Intelligence officers may want "clear, specific legal guidance" but they only if it is written in their favor. And while it may be "clear" and "specific" to them, this legal guidance is withheld from the public and, in many cases, even from these agencies' oversight

And it's abundantly clear very few law enforcement agencies are looking for "legal guidance" onStingrays. Any information we do have has been torn from the death grip of FBI/local law enforcement agencies by tenacious FOIA requesters and privacy activists. Wither is right: these agencies do need more "guidance." To date, they have deployed parallel construction, dismissed criminal cases and utilized bogus paperwork to protect their secret cell tower spoofers. But legal guidance would mean inconveniences like warrants, restrictions and minimization procedures -- not exactly the sort of things intelligence or law enforcement agencies actively seek out. 

Wither's second op-ed -- this one for the Baltimore Sun -- picks up where his last one left off. The Paris attacks are invoked again to argue for increased surveillance... or at least the surveillance we had until just recently. This time Wither is arguing for the return of the NSA's bulk phone metadata collection, because the program isn't "criminal," but "ending it" is.
On Sunday, while you were eating the leftovers from Thanksgiving and watching the afternoon's football games, the National Security Agency stopped acquiring the call data records of millions of Americans.
Lousy, inconsiderate American public, ignorantly watching TV and eating leftovers instead of spending the waning moments of the Section 215 program on their phones, patriotically generating a few last phone records for the NSA to store at its data centers. For shame. 

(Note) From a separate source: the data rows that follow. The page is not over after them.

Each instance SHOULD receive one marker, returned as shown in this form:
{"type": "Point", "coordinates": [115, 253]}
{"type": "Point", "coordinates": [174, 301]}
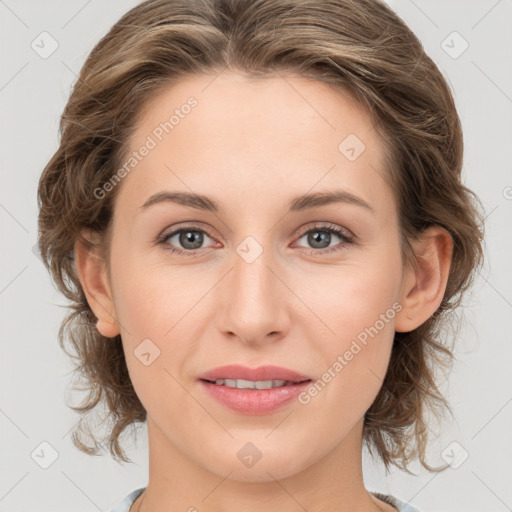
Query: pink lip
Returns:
{"type": "Point", "coordinates": [235, 371]}
{"type": "Point", "coordinates": [254, 401]}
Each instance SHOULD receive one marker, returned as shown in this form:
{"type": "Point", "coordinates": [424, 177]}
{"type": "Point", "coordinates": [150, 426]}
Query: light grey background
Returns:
{"type": "Point", "coordinates": [35, 373]}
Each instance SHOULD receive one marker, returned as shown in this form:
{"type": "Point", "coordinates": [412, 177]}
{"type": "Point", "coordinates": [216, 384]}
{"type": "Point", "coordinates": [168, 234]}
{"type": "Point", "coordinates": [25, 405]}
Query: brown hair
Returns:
{"type": "Point", "coordinates": [359, 46]}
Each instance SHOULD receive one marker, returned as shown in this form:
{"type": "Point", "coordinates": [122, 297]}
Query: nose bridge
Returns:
{"type": "Point", "coordinates": [253, 305]}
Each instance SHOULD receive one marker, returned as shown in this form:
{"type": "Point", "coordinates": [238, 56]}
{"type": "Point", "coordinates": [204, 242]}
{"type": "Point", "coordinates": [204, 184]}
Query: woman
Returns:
{"type": "Point", "coordinates": [257, 211]}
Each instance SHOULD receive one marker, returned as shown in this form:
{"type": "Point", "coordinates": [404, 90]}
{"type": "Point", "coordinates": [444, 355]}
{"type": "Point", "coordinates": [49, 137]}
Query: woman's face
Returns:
{"type": "Point", "coordinates": [257, 283]}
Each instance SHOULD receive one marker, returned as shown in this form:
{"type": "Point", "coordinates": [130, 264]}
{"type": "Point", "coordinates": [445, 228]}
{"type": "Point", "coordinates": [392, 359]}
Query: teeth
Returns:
{"type": "Point", "coordinates": [251, 384]}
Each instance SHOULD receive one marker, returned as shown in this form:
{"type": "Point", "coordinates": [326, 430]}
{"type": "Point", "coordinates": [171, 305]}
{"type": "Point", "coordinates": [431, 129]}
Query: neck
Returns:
{"type": "Point", "coordinates": [176, 482]}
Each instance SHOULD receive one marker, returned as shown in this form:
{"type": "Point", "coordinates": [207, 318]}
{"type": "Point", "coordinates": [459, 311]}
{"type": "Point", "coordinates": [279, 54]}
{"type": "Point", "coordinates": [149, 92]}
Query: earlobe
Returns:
{"type": "Point", "coordinates": [92, 272]}
{"type": "Point", "coordinates": [424, 283]}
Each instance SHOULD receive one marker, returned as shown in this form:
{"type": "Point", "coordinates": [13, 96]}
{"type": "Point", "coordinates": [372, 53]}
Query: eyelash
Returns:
{"type": "Point", "coordinates": [324, 228]}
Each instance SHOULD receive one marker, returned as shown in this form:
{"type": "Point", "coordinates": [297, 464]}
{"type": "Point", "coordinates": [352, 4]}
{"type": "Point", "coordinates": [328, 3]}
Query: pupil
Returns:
{"type": "Point", "coordinates": [314, 239]}
{"type": "Point", "coordinates": [188, 237]}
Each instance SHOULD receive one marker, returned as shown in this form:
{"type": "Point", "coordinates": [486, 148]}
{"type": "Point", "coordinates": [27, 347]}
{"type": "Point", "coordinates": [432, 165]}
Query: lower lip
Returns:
{"type": "Point", "coordinates": [254, 401]}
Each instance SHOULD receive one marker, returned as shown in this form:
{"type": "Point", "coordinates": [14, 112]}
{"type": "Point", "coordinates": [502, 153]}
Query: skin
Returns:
{"type": "Point", "coordinates": [253, 145]}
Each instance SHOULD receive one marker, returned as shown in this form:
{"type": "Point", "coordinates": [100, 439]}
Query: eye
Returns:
{"type": "Point", "coordinates": [320, 238]}
{"type": "Point", "coordinates": [190, 237]}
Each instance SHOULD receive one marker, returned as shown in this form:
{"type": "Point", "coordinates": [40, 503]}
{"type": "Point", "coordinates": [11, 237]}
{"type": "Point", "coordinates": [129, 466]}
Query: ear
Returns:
{"type": "Point", "coordinates": [92, 272]}
{"type": "Point", "coordinates": [424, 284]}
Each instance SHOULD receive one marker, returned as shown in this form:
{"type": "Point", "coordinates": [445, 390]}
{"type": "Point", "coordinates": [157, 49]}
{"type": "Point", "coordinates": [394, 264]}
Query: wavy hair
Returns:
{"type": "Point", "coordinates": [358, 46]}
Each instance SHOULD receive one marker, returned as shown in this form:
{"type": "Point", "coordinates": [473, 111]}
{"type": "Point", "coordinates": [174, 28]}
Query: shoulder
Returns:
{"type": "Point", "coordinates": [395, 502]}
{"type": "Point", "coordinates": [125, 505]}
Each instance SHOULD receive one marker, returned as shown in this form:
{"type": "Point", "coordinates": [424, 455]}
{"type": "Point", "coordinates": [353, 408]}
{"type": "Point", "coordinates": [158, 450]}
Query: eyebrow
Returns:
{"type": "Point", "coordinates": [300, 203]}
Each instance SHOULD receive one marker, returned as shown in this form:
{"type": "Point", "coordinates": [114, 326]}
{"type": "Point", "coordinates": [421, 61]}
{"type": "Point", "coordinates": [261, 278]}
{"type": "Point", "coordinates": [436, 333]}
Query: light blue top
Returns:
{"type": "Point", "coordinates": [125, 505]}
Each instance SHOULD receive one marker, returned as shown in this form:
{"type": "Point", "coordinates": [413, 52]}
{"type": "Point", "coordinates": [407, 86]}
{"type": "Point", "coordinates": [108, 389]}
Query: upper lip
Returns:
{"type": "Point", "coordinates": [268, 372]}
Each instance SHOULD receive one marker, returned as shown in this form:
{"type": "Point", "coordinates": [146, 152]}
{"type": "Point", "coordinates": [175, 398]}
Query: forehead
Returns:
{"type": "Point", "coordinates": [230, 135]}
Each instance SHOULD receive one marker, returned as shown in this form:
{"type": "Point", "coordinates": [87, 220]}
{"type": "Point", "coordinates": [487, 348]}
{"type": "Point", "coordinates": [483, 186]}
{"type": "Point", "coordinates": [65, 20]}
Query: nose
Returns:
{"type": "Point", "coordinates": [253, 297]}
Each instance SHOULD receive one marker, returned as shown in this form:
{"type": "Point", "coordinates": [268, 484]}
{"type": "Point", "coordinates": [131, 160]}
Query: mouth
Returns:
{"type": "Point", "coordinates": [254, 384]}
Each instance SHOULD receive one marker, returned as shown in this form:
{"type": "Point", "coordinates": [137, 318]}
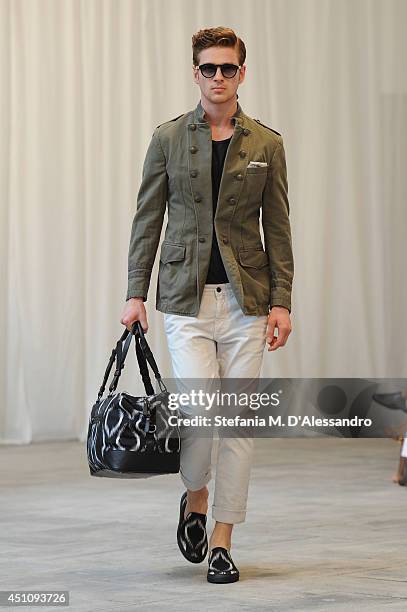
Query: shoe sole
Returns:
{"type": "Point", "coordinates": [190, 559]}
{"type": "Point", "coordinates": [222, 579]}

It's not just the public that's to blame. It's also the media. Wither says the intelligence community must become much more transparent about its surveillance programs (good!) but mainly to head off irresponsible journalists (??).
[T]he law and oversight they operate under to constrain their activities within our values and constitutional principles should continue to become more transparent to the general public. Such increased transparency will help to lessen the public's wariness and rush to judgment about what must be inevitably a government conspiracy or illegal activity based on initial news reports.
Wither also takes a parting shot at Snowden, with a paragraph that is as laughably bad as his claim that intelligence agencies are crying out for more legal guidance.
More than two years after Mr. Snowden's leaks, not one NSA employee, affiliate or senior leader has been indicted, tried or convicted with a crime related to violating the FISA. Mr. Snowden, however, has been charged with two felonies under the Espionage Act, and has been praised by members of the Islamic State for teaching them how to avoid U.S. surveillance.
This slam of Snowden might actually mean something if (a) this administration wasn't so focusedon prosecuting whistleblowers and (b) the government didn't routinely greet exposed wrongdoing by allowing the perpetrators to resign rather than face charges, or by issuing wrist slaps so light they might as well be pantomime. After all, the national intelligence director (James Clapper) lied to Congress, but still maintains his position at the top of the intelligence heap. And let's not forget there are criminals the government likes and criminals it doesn't, and they see two very different forms of prosecution when hauled into court. 

That Snowden is a wanted felon is wholly unsurprising, given two consecutive administrations'stalwart defense of the government's post-9/11 power expansion. But pretending this is somehow indicative of the NSA's inherent "rightness" is cheaply disingenuous.